Trudno wyobrazić sobie planowanie strategiczne (bo wydatkowanie 1,3 mld euro jest raczej dużym wyzwaniem), jeśli dysponuje się marną informacją źródłową, z jaką obecnie mamy do czynienia w gospodarce odpadami. Należy też podkreślić z całą mocą, że nadal, pomimo wielu (raczej nieudolnych) prób, w Polsce nie powstał system gospodarki odpadami z prawdziwego zdarzenia.
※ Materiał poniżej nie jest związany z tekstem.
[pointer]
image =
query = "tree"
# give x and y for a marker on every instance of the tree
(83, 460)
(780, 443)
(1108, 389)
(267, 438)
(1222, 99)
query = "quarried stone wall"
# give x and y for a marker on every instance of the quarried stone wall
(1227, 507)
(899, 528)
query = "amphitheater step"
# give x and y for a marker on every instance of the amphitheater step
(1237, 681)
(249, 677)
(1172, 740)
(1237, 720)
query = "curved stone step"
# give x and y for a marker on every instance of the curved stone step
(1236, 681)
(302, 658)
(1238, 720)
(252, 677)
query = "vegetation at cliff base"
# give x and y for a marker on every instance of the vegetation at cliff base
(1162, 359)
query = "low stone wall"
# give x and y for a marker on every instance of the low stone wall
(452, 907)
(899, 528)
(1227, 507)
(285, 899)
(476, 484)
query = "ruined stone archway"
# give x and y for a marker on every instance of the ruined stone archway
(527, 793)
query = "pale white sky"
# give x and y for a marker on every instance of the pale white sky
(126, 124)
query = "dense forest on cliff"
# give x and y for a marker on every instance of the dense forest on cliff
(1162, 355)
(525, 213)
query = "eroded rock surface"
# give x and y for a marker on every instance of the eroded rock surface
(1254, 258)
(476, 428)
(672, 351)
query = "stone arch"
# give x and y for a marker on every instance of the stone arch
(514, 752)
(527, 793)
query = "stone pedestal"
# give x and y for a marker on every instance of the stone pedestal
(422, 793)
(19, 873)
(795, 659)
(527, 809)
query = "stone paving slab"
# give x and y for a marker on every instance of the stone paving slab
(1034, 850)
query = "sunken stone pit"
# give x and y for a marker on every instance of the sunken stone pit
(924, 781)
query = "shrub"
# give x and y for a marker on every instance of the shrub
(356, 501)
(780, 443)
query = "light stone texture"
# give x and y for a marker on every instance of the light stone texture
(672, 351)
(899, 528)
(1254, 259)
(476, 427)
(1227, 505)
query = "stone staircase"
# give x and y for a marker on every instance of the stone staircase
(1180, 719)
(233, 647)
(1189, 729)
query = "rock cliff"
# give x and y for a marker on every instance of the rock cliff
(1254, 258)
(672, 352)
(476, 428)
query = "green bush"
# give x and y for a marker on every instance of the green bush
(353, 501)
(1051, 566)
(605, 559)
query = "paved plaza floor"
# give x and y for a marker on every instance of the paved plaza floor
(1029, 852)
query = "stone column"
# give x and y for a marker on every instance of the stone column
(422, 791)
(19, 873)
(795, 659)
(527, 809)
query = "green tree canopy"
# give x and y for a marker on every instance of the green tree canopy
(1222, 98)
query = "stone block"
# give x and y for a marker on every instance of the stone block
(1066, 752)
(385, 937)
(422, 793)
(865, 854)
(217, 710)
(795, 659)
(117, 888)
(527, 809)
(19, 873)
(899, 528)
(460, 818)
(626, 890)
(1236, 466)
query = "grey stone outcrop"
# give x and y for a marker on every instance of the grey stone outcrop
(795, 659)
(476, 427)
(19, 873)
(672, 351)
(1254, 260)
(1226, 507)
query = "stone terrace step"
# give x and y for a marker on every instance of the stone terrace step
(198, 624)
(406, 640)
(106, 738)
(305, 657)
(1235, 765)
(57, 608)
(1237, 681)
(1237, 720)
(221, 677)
System – czyli połączone ze sobą, skoordynowane elementy realizowane w określonym celu, przy czym wraz z rozwojem systemu cele i środki jego osiągnięcia mogą ulegać modyfikacjom.
Wątpliwość dotyczy np. danych ilościowych. Wydaje się, że przywoływane w dokumentach strategicznych dane nie odzwierciedlają stanu faktycznego. Są to bowiem dane statystyczne, będące pochodną sprawozdań z gospodarki odpadami. Ze względu na brak jednolitych reguł w zakresie np. klasyfikowania procesów (R – odzysk lub D – unieszkodliwianie), klasyfikowania odpadów powstałych w wyniku odpowiednich procesów oraz dalszego zagospodarowania poszczególnych strumieni pomiędzy poszczególnymi województwami, a nawet regionami zaobserwować można duże różnice, dające w efekcie przekłamany obraz stanu faktycznego. Jest to m.in. pokłosie wygaśnięcia rozporządzenia w sprawie MBP, które, będąc dalece niedoskonałym, regulowało jednak wspólny standard dla nomenklatury.
Zdecydowanie wątpliwe są np. dane dotyczące strumienia odpadów przeznaczonego do przetwarzania w ramach RIPOK kompostownia. Powszechne są zapisy dla regionów gospodarki odpadami o zapotrzebowaniu na moce przerobowe na poziomie 1500 ton rocznie. Nie trzeba być laureatem nagrody Nobla, żeby ocenić, że wartość ta jest absolutnie niedoszacowania.
Sprawę dodatkowo komplikuje fakt objęcia obowiązkiem zbiórki selektywnej bioodpadów na mocy Rozporządzenia Ministra Środowiska z 29 grudnia 2016 r. w sprawie szczegółowego sposobu selektywnego zbierania wybranych frakcji odpadów. Opracowujący plany mogą, oczywiście, zasłaniać się faktem, że rozporządzenia tego nie było podczas prac planistycznych. Fakt. Ale planowanie polega też na przewidywaniu, a projekt tego rozporządzenia pojawiał się już kilkukrotnie w niemal niezmienionej formie.
Efekt jednak jest: całkowity brak realizmu w oszacowanych zapotrzebowaniach na moce przerobowe. A selektywna zbiórka – także, a może nawet w szczególności, bioodpadów i odpadów zielonych ma kluczowe znaczenie dla osiągnięcia coraz bardziej restrykcyjnych wymogów w zakresie poziomów recyklingu. Wpływa też jednoznacznie na zapotrzebowanie na moce przerobowe innych instalacji, w tym w szczególności tych dedykowanych odpadom zmieszanym.
Skończmy z kulturą bylejakości
Fakt planowania kolejnych inwestycji bez radykalnych zmian w systemie zbiórki odpadów utrudnia też, a w niektórych przypadkach wręcz uniemożliwia, dobór najlepszych technologii w kontekście strumienia odbieranych odpadów. Pomimo bowiem wejścia w życie 1 lipca 2017 r. wspomnianego już powyżej rozporządzenia, w skali ogólnej zmiana w sposobach zbieranych odpadów, a tym samym zmiana morfologii poszczególnych strumieni będzie widoczna dopiero w perspektywie kilku lat. A plany modernizacji powstają dziś.